Buddha out of context
Buddhism through 108 objects in Scotland: Object 3 – Amida Buddha Statue in the National Museum of Scotland
This statue in the collection of the National Museum of Scotland is a Japanese depiction of the Amida Buddha.
It was bought in 1902 by the Scottish trader James Douglas Fletcher to decorate his large estate, Rosehaugh, in Avoch (near Inverness). This picture shows that it stood in the garden, until the house was sold in 1954 and the statue was donated to the museum.
The practice of using Buddha statues as garden ornaments or other forms of decoration is very widespread in Europe and North America nowadays. The popularity of the Buddhist aesthetic surged due to the spread of ‘new age’ spirituality since the 1970s, but, as can be seen from Fletcher’s example, this trend goes back much further. This use of the image of Buddha is often seen as disrespectful and problematic, as discussed in the “Supermarket Buddhas” post.
However, in 2013 Prof. Kawai Masamoto of Keio University, Japan, studied the sculpture and mentioned that it does not display the customary casting technique of large-scale Buddhist sculpture.
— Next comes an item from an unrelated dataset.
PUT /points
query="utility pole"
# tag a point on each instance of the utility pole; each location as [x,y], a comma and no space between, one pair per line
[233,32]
He suggested the sculpture was made in the late 19th century, when Japan was already open for international trade, and that it was probably produced for the export market.
This places the sculpture, and the discussion on cultural appropriation, in a new light. If this statue was specifically produced for export, that illustrates the role the Japanese played themselves in marketing the Buddhist aesthetic to Europe. It shows that cultural appropriation is not always a one-sided action, in which the ‘appropriated’ side helplessly get their culture stolen from them. Even in situations with unequal power relations, it is necessary to consider the agency of the ‘appropriated’ side.